# 243 ???? ammo



## 1eyedjack (Nov 8, 2006)

I currantly have a ruger 243 (old style with tang safety) with a burris 6x18 I tried hand loading years ago for it but never could match a load up for it so i tried the 58gr v-max moly factory loads . Which it shot a very good group with but last sunday it was putting holes all over the target so i tried some old federal 85 bthp a little better but not the group i was looking for . Has anyone tried the 70gr ballastic tip from federal? I don't now why the 58s were so bad? Thanks for any help. :


----------



## SDHandgunner (Jun 22, 2004)

I have a fairly new Ruger KM77RFP MKII Stainless-Synthetic in .243.

When I bought the Rifle I didn't have any brass so I bought some Federal Premiums (5 boxes of Premium V-Shok with 70gr. Nosler Ballistic Tips and 5 boxes of Premium Vital Shok with 100gr. Sierra Spitzer Boat Tails and 2 boxes of Power Shok 100gr. Fot Points) to aquire a supply of brass to reload.

I am not sure what Federal does but all 3 of these different Factory Loads shot quite well in my .243, with the V-Shok / 70gr. Nosler Ballistic Tips shooting the tightest groups. These leave the muzzle of my 22" Ruger at an average of 3359 FPS and quite consistantly print 5 shot 100 yard groups of 3/4" or slightly less. I buy a few boxes each year to replentish my supply and use this ammo stritcly for Coyotes in my .243. I have been so pleased with the Federal Loading (and I am still adding Federal .243 Brass to the collection) that I have never bothered to work up a Coyote Load for this .243. I suppose some day I will get to it though (when I have enough brass collected).

I have tried loading 55gr. Nosler Ballistic Tips in this .243, and unless I keep the velocity below 3300 FPS the accuracy is horrible. I use a reduced velocity load with this bullets in the summer time for small varmints at a muzzle velocity of 3229 FPS and am quite pleased with the accuracy.

On a different note is you barrel copper fouled? The reason I ask is that Moly Bullets do not always shoot the best in a barrel that is copper fouled when starting to shoot the moly coated bullets. Then again standard bullets may or may not shoot the greatest with moly in the bore from the previous ammo.

If the rifle shot good with the 58gr. Moly Coated V-Max's at one point I would think something has changed with the Rifle ie Scope and or Mounts, Action Screws, Stock Bedding due to moisture and or a Fouled Barrel.

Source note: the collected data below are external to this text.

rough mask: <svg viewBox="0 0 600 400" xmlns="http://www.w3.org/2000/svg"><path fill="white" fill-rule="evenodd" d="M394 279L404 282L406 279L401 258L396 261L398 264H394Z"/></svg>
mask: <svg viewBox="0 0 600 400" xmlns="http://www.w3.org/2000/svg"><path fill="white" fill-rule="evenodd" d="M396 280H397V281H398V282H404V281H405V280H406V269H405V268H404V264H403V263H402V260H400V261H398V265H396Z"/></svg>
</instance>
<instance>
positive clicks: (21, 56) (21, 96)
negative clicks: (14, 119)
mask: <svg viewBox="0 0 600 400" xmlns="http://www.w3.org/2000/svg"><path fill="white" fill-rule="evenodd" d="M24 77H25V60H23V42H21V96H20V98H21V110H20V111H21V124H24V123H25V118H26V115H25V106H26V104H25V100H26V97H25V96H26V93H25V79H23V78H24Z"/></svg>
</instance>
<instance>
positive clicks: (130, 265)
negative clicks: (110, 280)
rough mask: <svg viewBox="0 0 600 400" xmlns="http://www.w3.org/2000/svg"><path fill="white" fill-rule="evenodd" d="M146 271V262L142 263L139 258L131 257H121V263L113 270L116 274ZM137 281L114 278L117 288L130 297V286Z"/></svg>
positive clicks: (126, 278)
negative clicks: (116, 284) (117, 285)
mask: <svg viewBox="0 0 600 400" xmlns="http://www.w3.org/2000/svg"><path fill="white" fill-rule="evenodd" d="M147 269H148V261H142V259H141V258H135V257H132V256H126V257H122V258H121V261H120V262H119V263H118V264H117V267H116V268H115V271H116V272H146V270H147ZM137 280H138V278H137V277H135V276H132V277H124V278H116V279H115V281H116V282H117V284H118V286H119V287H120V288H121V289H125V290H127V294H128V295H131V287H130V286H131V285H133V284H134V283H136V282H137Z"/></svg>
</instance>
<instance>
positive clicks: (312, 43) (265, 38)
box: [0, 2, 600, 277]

Good luck and I hope you get it shooting again.

Larry


----------



## Waterspaniel (Oct 10, 2005)

Due to the ballistic co-effcient I have found that anything smaller than 70 grain is a losing battle in the 243. The 70 grain BT shoots the best in my gun.

My best advice for yotes is get yourself a savage 204. Cheap, deadly accurate, no muzzle jump, no fur damage. It is THE yote gun.


----------



## earlthepearl (Dec 7, 2006)

Only factory ammo my .243 NEF shoots well is Winchester Super X 100 Grains. Rem didn't do well, Fed didn't do well.
The Win. shoots 1 inch groups at 100 yards off the hood of my Suv. I sight it at 2 inches high at 100 yards to get me out there.


----------



## Centerfire (Jan 13, 2006)

You may want to give the gun barrel a real good cleaning with a copper solvent before giving up. Build up of copper jacket frags in the barrel can really cause accuracy with the same bullet to go erratic very quickly


----------



## DOGKILLR (Oct 9, 2006)

I have shot a couple of coyotes with the 70 gr ballistic tip by federal. They are not fur friendly at all. As a matter of fact they made exit holes big enough to stick a softball in. Just my experience. I now shoot them with a .223. They do however group well in my .243 Thompson Encore.


----------



## Fallguy (Jan 23, 2004)

I shoot a Ruger M77 Mark II .243. I have found that the 70 grain Nosler BT are VERY accurate in my rifle. I have only shot 1 coyote with that round and the results weren't ideal but the exit hole wasn't as big as a softball. A lot of it depends on where you hit them, whether you hit bone.

I use the 95 grain Fusions for deer season. This shell acts like a bonded bullet. I am keeping them in my rifle this year as I am curious how they will perform as a coyote load. If I can find a bullet to use all year for whitetails and coyotes that would be nice. They are also extremely accurate in my gun.


----------